Nonetheless, health officials do not appear overly concerned about its emergence. “It is not a cause for panic but is worth keeping an eye on, given what we know about the unpredictable nature of highly mutated viruses,” Bernadette Boden-Albala, founding dean of the University of California - Irvine Program in Public Health, told BioSpace. “The best thing you can do to protect yourself and others is to get vaccinated/boosted, continue wearing well-fitting masks, and practice physical distancing.”
In a recent media briefing in Switzerland, Abdi Mahamud, a World Health Organization incident manager on COVID-19, said the variant “has been on our radar. That virus had a lot of chances to pick up (and hasn’t),” according to reporting in TIME magazine.

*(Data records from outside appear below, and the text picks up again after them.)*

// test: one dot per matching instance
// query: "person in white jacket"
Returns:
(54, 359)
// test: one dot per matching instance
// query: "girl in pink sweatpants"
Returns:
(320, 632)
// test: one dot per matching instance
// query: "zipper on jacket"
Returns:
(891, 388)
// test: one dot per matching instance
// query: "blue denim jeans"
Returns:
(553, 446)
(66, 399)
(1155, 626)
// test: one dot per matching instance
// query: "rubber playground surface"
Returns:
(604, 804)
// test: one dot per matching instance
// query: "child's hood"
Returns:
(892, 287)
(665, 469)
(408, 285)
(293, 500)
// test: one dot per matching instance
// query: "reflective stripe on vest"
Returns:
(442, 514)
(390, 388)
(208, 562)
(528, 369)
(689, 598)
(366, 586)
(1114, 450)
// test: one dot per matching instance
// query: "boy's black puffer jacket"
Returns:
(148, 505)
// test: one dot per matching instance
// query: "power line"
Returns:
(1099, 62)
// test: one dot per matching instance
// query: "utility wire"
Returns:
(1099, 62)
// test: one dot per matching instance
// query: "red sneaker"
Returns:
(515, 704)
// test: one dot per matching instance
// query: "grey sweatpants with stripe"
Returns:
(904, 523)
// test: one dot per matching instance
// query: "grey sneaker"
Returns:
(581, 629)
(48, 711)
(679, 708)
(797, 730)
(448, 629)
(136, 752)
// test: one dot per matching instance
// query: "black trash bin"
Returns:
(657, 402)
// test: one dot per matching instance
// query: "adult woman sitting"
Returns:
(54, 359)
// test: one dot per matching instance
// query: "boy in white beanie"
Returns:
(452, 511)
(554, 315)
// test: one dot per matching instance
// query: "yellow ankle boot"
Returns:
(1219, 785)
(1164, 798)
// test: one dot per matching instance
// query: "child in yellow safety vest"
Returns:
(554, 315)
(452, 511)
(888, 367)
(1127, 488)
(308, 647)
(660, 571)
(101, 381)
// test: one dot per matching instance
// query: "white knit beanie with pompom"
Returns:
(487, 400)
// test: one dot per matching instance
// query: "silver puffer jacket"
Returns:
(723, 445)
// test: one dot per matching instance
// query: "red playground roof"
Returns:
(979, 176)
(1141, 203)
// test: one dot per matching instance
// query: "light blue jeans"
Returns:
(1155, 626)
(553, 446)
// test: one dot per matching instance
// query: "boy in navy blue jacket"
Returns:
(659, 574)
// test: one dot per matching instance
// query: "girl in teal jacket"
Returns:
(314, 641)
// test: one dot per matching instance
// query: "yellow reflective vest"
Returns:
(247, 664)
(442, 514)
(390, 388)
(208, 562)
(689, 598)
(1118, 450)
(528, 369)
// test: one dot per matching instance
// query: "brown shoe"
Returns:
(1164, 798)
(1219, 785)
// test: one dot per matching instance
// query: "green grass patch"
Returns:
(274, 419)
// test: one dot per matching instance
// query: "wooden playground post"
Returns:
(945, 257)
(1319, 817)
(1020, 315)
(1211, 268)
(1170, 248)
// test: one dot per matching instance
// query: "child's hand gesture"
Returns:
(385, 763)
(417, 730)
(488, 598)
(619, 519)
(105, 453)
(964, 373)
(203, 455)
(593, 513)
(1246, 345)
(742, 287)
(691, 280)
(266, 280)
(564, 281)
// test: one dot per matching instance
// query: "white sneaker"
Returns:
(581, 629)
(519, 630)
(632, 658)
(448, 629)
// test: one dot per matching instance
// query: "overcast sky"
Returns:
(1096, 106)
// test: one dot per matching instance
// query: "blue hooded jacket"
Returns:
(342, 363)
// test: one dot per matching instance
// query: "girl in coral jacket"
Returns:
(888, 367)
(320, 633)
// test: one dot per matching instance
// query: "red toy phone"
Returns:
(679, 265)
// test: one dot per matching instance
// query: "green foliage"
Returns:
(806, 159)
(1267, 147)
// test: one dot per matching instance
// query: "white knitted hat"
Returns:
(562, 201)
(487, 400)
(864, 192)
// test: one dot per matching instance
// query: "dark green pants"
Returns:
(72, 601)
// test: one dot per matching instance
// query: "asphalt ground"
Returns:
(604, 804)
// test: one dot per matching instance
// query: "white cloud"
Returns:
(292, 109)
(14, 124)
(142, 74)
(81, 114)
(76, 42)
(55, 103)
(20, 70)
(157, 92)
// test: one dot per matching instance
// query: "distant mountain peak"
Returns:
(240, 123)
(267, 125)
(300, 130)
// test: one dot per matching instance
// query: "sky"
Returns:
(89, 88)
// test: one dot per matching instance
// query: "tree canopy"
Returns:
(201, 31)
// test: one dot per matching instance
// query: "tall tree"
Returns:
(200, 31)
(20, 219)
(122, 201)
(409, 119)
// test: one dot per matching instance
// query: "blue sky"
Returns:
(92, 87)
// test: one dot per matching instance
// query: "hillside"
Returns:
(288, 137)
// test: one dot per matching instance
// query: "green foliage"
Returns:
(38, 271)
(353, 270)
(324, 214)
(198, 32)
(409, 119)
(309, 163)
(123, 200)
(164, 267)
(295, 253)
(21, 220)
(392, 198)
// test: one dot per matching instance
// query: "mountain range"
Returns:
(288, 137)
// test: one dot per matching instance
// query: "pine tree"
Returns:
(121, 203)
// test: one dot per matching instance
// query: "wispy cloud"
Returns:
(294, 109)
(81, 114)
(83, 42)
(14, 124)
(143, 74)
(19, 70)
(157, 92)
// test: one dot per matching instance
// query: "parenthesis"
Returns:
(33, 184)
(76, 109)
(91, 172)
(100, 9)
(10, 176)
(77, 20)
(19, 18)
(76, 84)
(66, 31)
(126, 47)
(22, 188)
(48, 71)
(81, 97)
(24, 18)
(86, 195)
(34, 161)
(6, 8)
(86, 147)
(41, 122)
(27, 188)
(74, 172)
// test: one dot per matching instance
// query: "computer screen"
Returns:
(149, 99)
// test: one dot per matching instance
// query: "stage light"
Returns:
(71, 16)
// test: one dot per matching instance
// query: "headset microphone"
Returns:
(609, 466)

As a spokesperson for the U.S. Centers for Disease Control & Prevention (CDC) told BioSpace, “The SARS-CoV-2 Interagency Group (SIG) is aware of (this variant) but has not designated B.1.640.2 as a Variant of Interest (VOI) or a Variant of Concern (VOC), but CDC will continue to actively monitor this variant. Vaccination remains the best public health measure to slow the spread of the virus and reduce the likelihood of new variants to emerge.”
As of print time, Omicron is the most prevalent variant in the U.S., accounting for 95% of all cases, according to the CDC’s Nowcast estimates.